I'm using ThreadPoolExecutor to create multiple worker in order to download simultaneously multiple table from database with an API. The API limitation is 200 request per minute (rate_limit=60/200), and as I'm trying to download 5 table i use 5 worker (num_worker=5 ). Then my time sleep is time_sleep=rate_limit*num_worker .
I would like to use a variable like active_num_workerto adapt the time sleep in order to increase the download speed of the remaining tables when other workers have finished their task.
Main code:
# create list of tables
list_of_travelperks_tables=['users','trips','invoices','bookings','suppliers']

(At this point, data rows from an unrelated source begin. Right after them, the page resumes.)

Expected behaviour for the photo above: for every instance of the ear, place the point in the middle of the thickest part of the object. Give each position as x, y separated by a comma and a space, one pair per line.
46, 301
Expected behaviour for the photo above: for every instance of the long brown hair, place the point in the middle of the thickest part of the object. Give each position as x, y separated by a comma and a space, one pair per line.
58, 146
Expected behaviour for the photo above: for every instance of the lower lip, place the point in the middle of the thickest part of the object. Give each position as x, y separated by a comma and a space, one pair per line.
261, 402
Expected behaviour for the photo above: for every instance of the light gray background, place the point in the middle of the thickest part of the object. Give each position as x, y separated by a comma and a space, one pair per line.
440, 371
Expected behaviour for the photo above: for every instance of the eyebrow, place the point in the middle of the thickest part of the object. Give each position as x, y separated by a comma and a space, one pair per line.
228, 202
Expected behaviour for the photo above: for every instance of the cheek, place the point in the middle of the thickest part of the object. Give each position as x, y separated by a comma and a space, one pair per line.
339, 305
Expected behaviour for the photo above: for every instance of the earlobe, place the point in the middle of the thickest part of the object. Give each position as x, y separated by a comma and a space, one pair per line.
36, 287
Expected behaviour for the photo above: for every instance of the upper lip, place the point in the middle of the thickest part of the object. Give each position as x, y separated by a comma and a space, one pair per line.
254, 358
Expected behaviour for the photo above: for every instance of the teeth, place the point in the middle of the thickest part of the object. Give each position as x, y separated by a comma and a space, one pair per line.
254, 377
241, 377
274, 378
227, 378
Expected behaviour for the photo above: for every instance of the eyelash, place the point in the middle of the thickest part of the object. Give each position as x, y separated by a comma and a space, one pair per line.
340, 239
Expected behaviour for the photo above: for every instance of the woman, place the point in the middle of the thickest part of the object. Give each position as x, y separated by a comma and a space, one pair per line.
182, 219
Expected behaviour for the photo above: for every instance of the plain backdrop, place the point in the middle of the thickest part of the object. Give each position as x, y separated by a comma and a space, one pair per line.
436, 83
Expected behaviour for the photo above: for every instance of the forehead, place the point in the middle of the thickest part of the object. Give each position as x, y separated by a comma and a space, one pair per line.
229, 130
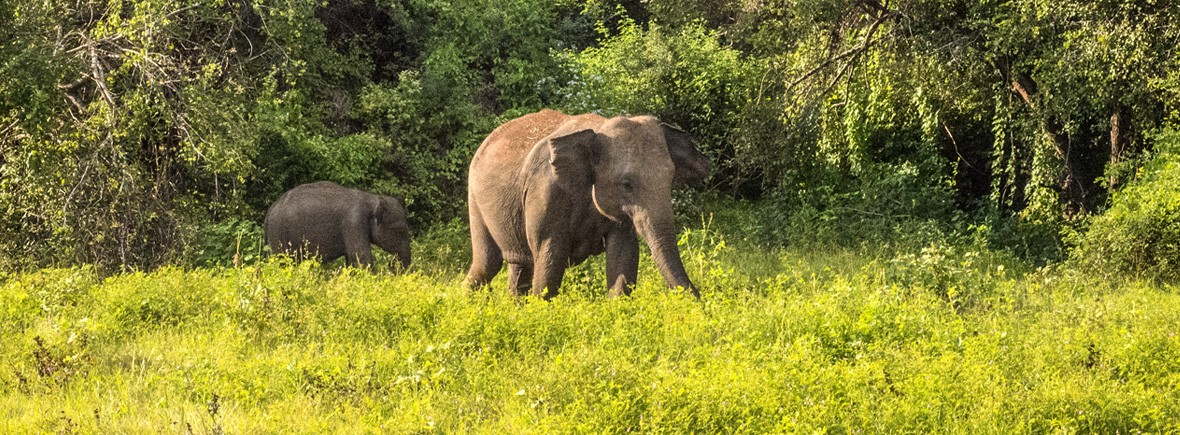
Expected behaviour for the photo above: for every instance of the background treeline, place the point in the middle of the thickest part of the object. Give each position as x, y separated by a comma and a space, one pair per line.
137, 133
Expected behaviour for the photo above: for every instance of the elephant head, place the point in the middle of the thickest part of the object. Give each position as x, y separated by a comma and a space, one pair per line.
388, 229
631, 165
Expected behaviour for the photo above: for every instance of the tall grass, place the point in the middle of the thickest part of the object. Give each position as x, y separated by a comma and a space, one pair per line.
939, 338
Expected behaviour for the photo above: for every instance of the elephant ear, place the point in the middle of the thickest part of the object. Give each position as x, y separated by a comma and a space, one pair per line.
571, 157
692, 166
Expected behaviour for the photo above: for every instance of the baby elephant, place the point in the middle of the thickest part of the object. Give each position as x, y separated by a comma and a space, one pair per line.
328, 221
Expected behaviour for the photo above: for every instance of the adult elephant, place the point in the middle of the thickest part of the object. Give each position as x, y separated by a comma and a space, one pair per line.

# initialize empty list for dataframes
dfs = []
num_workers=5
rate_limit = 60/200 #rate limit is 200 requests per minute
def load_and_convert_table(i):
# Load the JSON data
data = load_travelperk_table(i, os.environ['TP_API_KEY'], rate_limit*num_workers)
# Convert the list of dictionaries to a DataFrame
df = pd.json_normalize(data)
return i, df
# Create a dictionary to store the dataframes
dfs_dict = {}
with concurrent.futures.ThreadPoolExecutor(max_workers=num_workers) as executor:
futures = executor.map(load_and_convert_table, list_of_travelperks_tables)
for i, df in futures:
df_name = f'df_{i}'
dfs_dict[df_name] = df # Store the dataframe in the dictionary
dfs.append((df_name, df))
load_travelperk_table function:
def load_travelperk_table(table_name: str, ApiKey: str, time_sleep: int, parameters=None):
#code to download
time.sleep(time_sleep)
return data
How should I proceed, once a worker finished its task the parameter in the other worker are changed?